-- IX --
El cielo estrellado prestaba a la noche un aspecto acogedor, como si fuera un manto ideal que envolviera el silencioso caminar de Alicia y Pedro. La mole inmensa del: estadio de la Romareda les brindaba, como complaciente alcahueta, la intima compenetración que surge de la soledad del entorno. De pronto, Alicia se para, y encarándose a Pedro, con la mirada interrogante, le pregunta:
--¿Por qué has querido acompañarme?
Pedro, que estaba saboreando esa intimidad que en su fuero interno creía era compartida por ambos, perplejo le contesta:
--¿Acaso no lo sabes?
--Pues la verdad: ¡no! -Y la mirada de Alicia se hizo más penetrante, como si intentara adivinar en la de Pedro el fin último que le guiaba. Para ella, no dejaba de ser un insólito capricho el despreciar el vehículo ofrecido por Sebastián, que cómodamente le hubiera trasladado al hotel. Y, por contra, aventurarse en la noche solitaria al largo paseo, que le distanciaba del hotel.
Consciente de que se había roto aquélla unión mágica que se estableció entre ello antes de la cena, mientras sus manos formaban un lazo de comunión perfecta, Pedro, con voz emocionada le aclaró:
--Con nobleza, igual a esa nobleza de la que hacéis siempre gala los aragoneses como patrimonio de vuestra raza, quiero exponerte la razón que me ha inducido a acompañarte. Ninguno de los dos somos niños, para no saber calibrar la naturaleza de nuestros sentimientos. Desde el momento en que te admiré en la puerta de la oficina, que hizo lo manifestara de aquella forma tan inconveniente, supe que algo despertaba en mi interior que me llevaba hacia ti sin remedio. Cuando tu mano se confió a la mía, sentí una profunda emoción, de la que aún no me he repuesto. Imaginé que también tú eras presa de similares sentimientos. Durante la cena estuve tan abstraído pensando, que no pude asimilar el parlamento de Sebastián, y, ¡a fe que lo siento! Quise analizar que era, lo que tú me habías inspirado. Mientras mi corazón brincaba de contento, por vislumbrar que al fin el verdadero amor hacía acto de presencia en mi vida, la triste razón recapacitaba sobre la imposibilidad del mismo, por lo diferente de la clase social a que cada uno pertenece. No obstante, saber que durante un rato más iba a gozar de tu compañía, me ha instigado a tomar esta decisión, a pesar de la zozobra por tu posible negativa, y la violencia que me ha supuesto pedírtelo ante los demás.
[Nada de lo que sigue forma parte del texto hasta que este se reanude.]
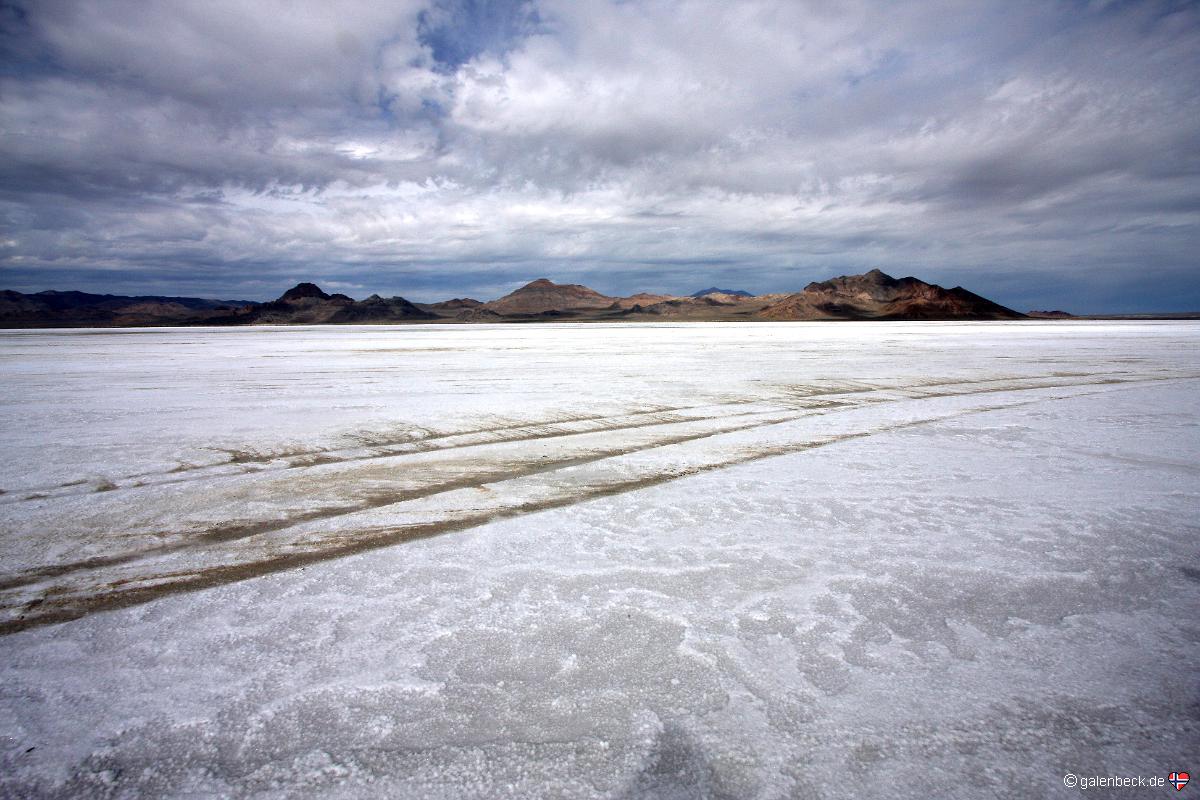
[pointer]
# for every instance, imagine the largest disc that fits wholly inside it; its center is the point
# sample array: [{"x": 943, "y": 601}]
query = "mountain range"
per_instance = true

No eran las palabras. Tampoco las ideas que ellas expresaban. Era la emoción tan profunda que trascendía de la forma en que Pedro se expresaba, que Alicia no pudo resistir cuando aquél la abrazó y posó sus labios en los suyos.
Hasta esa misma tarde, Alicia no podía disimular el asco que le producía cualquier roce, palabra o manifestación erótica procedente de varón, dirigida a su persona. Ante las que replicaba con el más olímpico desprecio, fingiendo ignorancia, o con algún hiriente exabrupto, en los que era ducha.
A sus veintiséis años, Alicia no sabía en sus carnes que era recibir una caricia o un beso. De ahí, que al percibir los labios de Pedro en sus labios, creyó que algo irreal ocurría a su persona. Y esa sensación de irrealidad desató en ella un temblor incomprensible, que su férrea voluntad no supo vencer. Ante el fracaso de su intento, su mente disciplinada en el raciocinio, pensó en cual debía ser su decisión, si separarse de los labios de Pedro, o dejar fluir su espíritu en ese mundo célico al que el beso la transportada. Y con el buen sentido que le caracterizaba optó por la segunda solución. A contar de cuyo momento, su mente dejó de funcionar. Ya eran sólo los poros de su cuerpo los que participaban de aquella sensación de ensueño en que la sumían los labios que con gran mimo aleteaban sobre los suyos Como las ventosas del pulpo se abren para succionar, los poros de Alicia se distienden para captar esas nuevas sensaciones, que son causa del desvarío que la hacen zozobrar en el más completo abandono de sus facultades anímicas. Cuando los labios recorren sus mejillas, se aventuran por el pabellón del oído, picotean sobre la tersura del cuello, y más osados alcanzan la tersa, clara y suave carne de los senos, Alicia reacciona como a impulso de una descarga eléctrica: su persona se estremece de pies a cabeza, y los brazos, antes inertes a sus costados, abrazan ahora a Pedro con igual desespero y unción con la que el náufrago para salvarse se agarra a la tabla salvadora. Algo más, sin embargo, ocurre, que sobresalta a Alicia, al punto que la desconcierta: descubre en las partes íntimas una humedad inusitada, que mientras fluye le depara un placer indescriptible. Es la secreción lubricante que Anaïs Nin, con voluptuoso estilo poético, describe como la delicada espuma de una pequeña hola. Pero es muy probable que Alicia jamás hubiera leído a Anaïs Nin, y por ese motivo lo ignoraba.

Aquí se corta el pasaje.